Quest’illusione rassicura il cittadino comune.

E lo porta a percepire con distacco, se non fastidio, ogni denuncia degli eccessi del diritto penale, bollata come “garantismo”. Si è portati, insomma, a pensare che il problema riguardi altri, toccando – salvo casi tragici d’ingiustizia, la cui rarità confermerebbe la regola – tipologie umane assai peculiari, che hanno voluto volare troppo alto, così ricevendo la nemesi della loro superbia, monito che ci tramandiamo dall’infanzia nella sorte di Icaro, e in tante altre narrazioni della fallacia dell’astuzia e virtù della moderazione. Ed invece non è così: nessuno è al riparo. Ad esempio, anche costruire casa propria seguendo le regole nasconde insidie penali molto serie, e soprattutto imponderabili. Provate a seguirmi in questo breve percorso, meno tecnico possibile, prometto.
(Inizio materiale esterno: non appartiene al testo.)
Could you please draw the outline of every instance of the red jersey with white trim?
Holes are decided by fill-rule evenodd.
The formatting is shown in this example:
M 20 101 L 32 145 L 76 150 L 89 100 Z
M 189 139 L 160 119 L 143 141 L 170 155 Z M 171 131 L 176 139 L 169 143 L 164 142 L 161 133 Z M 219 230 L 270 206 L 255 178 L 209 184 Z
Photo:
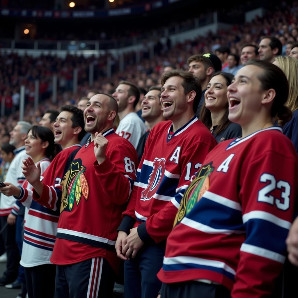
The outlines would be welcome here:
M 63 178 L 66 166 L 72 154 L 81 147 L 79 144 L 66 148 L 57 154 L 50 163 L 48 159 L 41 161 L 41 180 L 48 190 Z M 68 167 L 67 167 L 68 168 Z M 19 202 L 27 207 L 25 210 L 24 239 L 20 263 L 24 267 L 51 264 L 50 258 L 54 246 L 59 218 L 59 210 L 54 211 L 32 200 L 37 194 L 27 180 L 20 187 Z
M 150 132 L 123 213 L 136 219 L 134 226 L 144 242 L 166 239 L 179 207 L 176 189 L 198 171 L 217 144 L 195 116 L 173 133 L 172 126 L 171 122 L 163 121 Z
M 223 142 L 192 180 L 176 196 L 183 197 L 158 277 L 167 283 L 208 280 L 233 298 L 269 297 L 298 194 L 291 141 L 273 127 Z
M 93 142 L 77 153 L 62 184 L 60 214 L 51 261 L 58 265 L 105 258 L 116 271 L 119 259 L 115 244 L 135 180 L 135 149 L 112 128 L 103 134 L 108 143 L 99 165 Z

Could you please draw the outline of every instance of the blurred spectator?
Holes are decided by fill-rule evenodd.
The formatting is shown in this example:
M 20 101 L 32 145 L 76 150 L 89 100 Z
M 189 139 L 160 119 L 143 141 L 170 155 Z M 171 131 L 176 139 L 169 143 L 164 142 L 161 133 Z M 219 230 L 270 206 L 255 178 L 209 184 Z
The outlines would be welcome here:
M 293 114 L 283 131 L 292 141 L 298 153 L 298 59 L 289 56 L 279 56 L 274 59 L 273 64 L 284 73 L 289 83 L 289 95 L 285 105 L 289 108 Z
M 250 59 L 258 59 L 258 47 L 254 44 L 247 44 L 242 47 L 241 49 L 240 60 L 241 64 L 245 64 Z
M 121 81 L 113 96 L 118 104 L 120 121 L 116 133 L 129 141 L 136 148 L 140 138 L 146 132 L 146 127 L 134 108 L 139 101 L 140 91 L 134 84 Z
M 56 122 L 56 118 L 59 114 L 58 111 L 54 110 L 48 110 L 46 111 L 41 119 L 39 121 L 38 125 L 44 127 L 49 128 L 54 134 L 54 123 Z
M 213 54 L 194 55 L 187 59 L 188 71 L 197 77 L 201 83 L 202 94 L 196 115 L 198 117 L 201 107 L 205 100 L 205 93 L 210 78 L 215 71 L 220 70 L 221 62 Z
M 227 61 L 228 66 L 223 69 L 223 71 L 236 75 L 238 70 L 242 67 L 239 65 L 239 56 L 235 54 L 229 54 Z
M 294 43 L 293 41 L 288 41 L 285 47 L 285 54 L 287 56 L 288 56 L 292 49 L 292 45 Z
M 277 55 L 281 54 L 282 47 L 281 43 L 276 37 L 265 36 L 259 45 L 260 60 L 272 62 Z
M 220 46 L 215 51 L 215 55 L 221 62 L 222 69 L 228 66 L 228 55 L 230 52 L 229 48 L 227 46 Z
M 234 75 L 224 72 L 216 72 L 208 83 L 200 119 L 211 131 L 218 143 L 241 136 L 241 127 L 229 119 L 228 86 Z
M 160 102 L 161 89 L 153 86 L 145 95 L 142 102 L 142 117 L 147 121 L 149 129 L 141 137 L 136 148 L 139 162 L 144 152 L 145 144 L 149 133 L 153 127 L 159 122 L 165 120 L 163 116 L 163 109 Z
M 292 49 L 289 55 L 298 59 L 298 42 L 294 43 L 292 45 Z

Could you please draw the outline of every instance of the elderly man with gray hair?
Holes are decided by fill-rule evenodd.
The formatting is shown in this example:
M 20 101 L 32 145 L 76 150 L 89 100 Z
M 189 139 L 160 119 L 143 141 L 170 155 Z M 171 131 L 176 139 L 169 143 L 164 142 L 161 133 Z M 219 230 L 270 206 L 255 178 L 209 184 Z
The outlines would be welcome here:
M 14 185 L 21 186 L 25 180 L 25 177 L 22 173 L 22 161 L 27 158 L 28 155 L 25 150 L 25 140 L 31 125 L 29 122 L 19 121 L 10 133 L 10 136 L 9 143 L 16 148 L 14 151 L 15 156 L 8 168 L 4 182 L 9 182 Z M 5 285 L 18 281 L 20 287 L 21 283 L 24 281 L 18 281 L 18 269 L 20 255 L 16 241 L 16 230 L 18 229 L 16 224 L 16 218 L 19 211 L 19 207 L 14 204 L 16 202 L 13 196 L 7 197 L 1 195 L 0 199 L 0 223 L 4 227 L 7 222 L 9 224 L 2 232 L 3 239 L 7 253 L 7 263 L 6 270 L 3 276 L 0 277 L 0 285 Z M 24 218 L 24 215 L 23 216 Z M 17 221 L 17 222 L 18 221 Z M 20 223 L 21 229 L 22 223 Z M 22 239 L 21 241 L 22 243 Z M 18 275 L 20 274 L 19 273 Z M 7 287 L 8 288 L 11 287 Z M 14 287 L 13 288 L 15 288 Z

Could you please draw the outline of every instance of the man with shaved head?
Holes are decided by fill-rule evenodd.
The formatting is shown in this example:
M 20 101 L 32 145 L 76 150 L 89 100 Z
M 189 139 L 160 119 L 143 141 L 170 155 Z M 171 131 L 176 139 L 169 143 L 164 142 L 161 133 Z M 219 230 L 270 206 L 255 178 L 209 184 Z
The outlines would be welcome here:
M 86 106 L 85 129 L 90 138 L 75 156 L 62 187 L 41 197 L 46 205 L 55 189 L 61 198 L 51 258 L 57 265 L 56 298 L 113 297 L 119 263 L 117 230 L 136 177 L 136 150 L 113 129 L 115 99 L 97 94 Z

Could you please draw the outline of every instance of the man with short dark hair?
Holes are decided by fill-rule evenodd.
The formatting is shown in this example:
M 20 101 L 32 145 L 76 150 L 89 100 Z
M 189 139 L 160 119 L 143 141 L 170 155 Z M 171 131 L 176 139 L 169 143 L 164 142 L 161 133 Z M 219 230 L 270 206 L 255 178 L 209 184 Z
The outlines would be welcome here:
M 19 121 L 10 133 L 10 138 L 9 143 L 16 148 L 14 151 L 15 156 L 10 165 L 4 182 L 21 186 L 25 180 L 24 175 L 22 172 L 22 161 L 28 156 L 25 150 L 25 140 L 31 126 L 29 122 Z M 9 224 L 2 232 L 5 250 L 7 253 L 7 263 L 6 270 L 3 277 L 0 278 L 0 285 L 5 285 L 14 282 L 13 283 L 15 284 L 15 283 L 18 283 L 18 287 L 19 288 L 21 283 L 24 282 L 24 280 L 19 280 L 19 278 L 21 277 L 20 276 L 24 275 L 23 269 L 22 272 L 19 272 L 19 280 L 16 280 L 18 276 L 20 256 L 15 240 L 16 221 L 19 210 L 14 206 L 15 202 L 13 196 L 1 196 L 0 220 L 1 225 L 4 226 L 7 222 Z M 13 209 L 14 207 L 16 208 L 15 209 Z M 24 212 L 24 209 L 23 211 Z M 22 219 L 24 219 L 24 215 Z M 19 230 L 22 228 L 22 221 L 20 221 L 19 222 L 18 221 L 17 226 L 18 229 Z M 24 280 L 24 277 L 23 278 Z
M 56 298 L 113 296 L 119 263 L 116 230 L 138 162 L 132 145 L 114 131 L 118 108 L 108 94 L 91 97 L 84 112 L 90 139 L 77 153 L 61 184 L 44 185 L 41 193 L 34 187 L 40 196 L 33 199 L 48 208 L 59 207 L 57 202 L 61 199 L 51 258 L 57 265 Z
M 252 44 L 244 45 L 241 49 L 241 64 L 243 65 L 245 64 L 250 59 L 259 59 L 258 49 L 256 46 Z
M 136 148 L 140 138 L 146 131 L 142 121 L 134 111 L 140 91 L 132 83 L 121 81 L 113 94 L 118 104 L 120 122 L 116 133 L 128 140 Z
M 87 96 L 83 96 L 81 97 L 81 99 L 79 101 L 79 102 L 77 105 L 77 107 L 78 109 L 80 109 L 81 111 L 83 112 L 86 108 L 86 105 L 87 103 L 89 101 L 90 99 Z
M 210 78 L 215 72 L 221 70 L 220 60 L 215 55 L 209 53 L 194 55 L 187 59 L 188 71 L 200 80 L 202 94 L 196 115 L 199 117 L 202 105 L 205 102 L 205 93 Z
M 289 55 L 298 59 L 298 42 L 294 42 L 292 45 L 292 49 Z
M 161 82 L 163 117 L 170 121 L 157 123 L 150 132 L 118 229 L 116 249 L 125 260 L 127 297 L 157 296 L 161 283 L 156 274 L 179 207 L 176 190 L 198 171 L 216 144 L 195 114 L 201 94 L 198 78 L 174 69 L 164 74 Z
M 215 55 L 221 62 L 222 69 L 223 69 L 228 66 L 228 55 L 230 52 L 230 48 L 228 46 L 220 46 L 215 50 Z
M 241 68 L 242 67 L 241 66 L 239 67 L 238 65 L 239 56 L 235 54 L 229 54 L 228 56 L 227 61 L 228 66 L 223 69 L 223 71 L 236 75 L 239 68 Z
M 283 45 L 279 40 L 274 36 L 263 37 L 259 45 L 260 60 L 272 63 L 276 56 L 281 55 Z
M 38 123 L 38 124 L 41 126 L 47 127 L 54 133 L 53 127 L 54 122 L 59 114 L 59 112 L 58 111 L 55 110 L 48 110 L 46 111 L 44 114 L 44 116 Z
M 136 148 L 139 162 L 144 153 L 145 144 L 150 131 L 156 124 L 165 120 L 163 115 L 163 109 L 160 102 L 161 93 L 159 87 L 156 86 L 150 87 L 141 103 L 142 117 L 147 121 L 149 129 L 141 137 Z

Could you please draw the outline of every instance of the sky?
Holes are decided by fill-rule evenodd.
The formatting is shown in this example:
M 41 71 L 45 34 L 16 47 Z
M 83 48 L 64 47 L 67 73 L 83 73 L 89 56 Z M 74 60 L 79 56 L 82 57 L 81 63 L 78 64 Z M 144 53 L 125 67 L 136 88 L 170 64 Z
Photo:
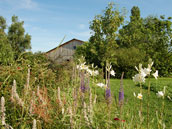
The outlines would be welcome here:
M 172 0 L 0 0 L 0 16 L 8 26 L 11 17 L 24 21 L 26 33 L 30 34 L 32 52 L 46 52 L 73 38 L 88 41 L 90 22 L 109 2 L 121 10 L 127 10 L 129 21 L 133 6 L 140 8 L 141 17 L 149 15 L 172 16 Z

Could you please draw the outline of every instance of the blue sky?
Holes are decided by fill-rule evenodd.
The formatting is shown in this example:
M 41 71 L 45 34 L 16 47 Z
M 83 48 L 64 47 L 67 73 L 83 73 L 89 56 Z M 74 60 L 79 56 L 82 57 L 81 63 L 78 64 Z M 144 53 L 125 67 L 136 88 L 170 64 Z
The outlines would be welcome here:
M 0 0 L 0 15 L 11 24 L 16 15 L 24 21 L 24 28 L 32 36 L 32 51 L 46 52 L 64 42 L 77 38 L 88 41 L 89 23 L 102 14 L 109 2 L 128 11 L 138 6 L 141 16 L 172 16 L 172 0 Z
La legge punisce due tipi di abuso edilizio: il primo è costruire senza permesso, il secondo costruire in difformità dal permesso ottenuto. In breve, rischia la condanna penale, e con essa l’abbattimento della casa, sia chi costruisce senza richiedere ed ottenere dagli uffici comunali il permesso di realizzare uno specifico progetto edilizio, sia chi lo ha sì ottenuto, ma poi realizza un fabbricato diverso da quello autorizzato, ad esempio con più metri cubi, più stanze, più piani.

Dunque, chi mai può stare più tranquillo del cittadino che ottiene dalla pubblica autorità il permesso a realizzare il suo progetto, e poi lo realizza pari pari? Ecco, proprio questo è il punto in cui crolla l’illusione di una lealtà del sistema penale verso i suoi cittadini, e diventa spaventosamente concreta l’idea che il dialogo tra giustizia penale e società civile sia davvero interrotto, con le aule di giustizia che parlano lingue e seguono strade diverse da quelle della realtà quotidiana.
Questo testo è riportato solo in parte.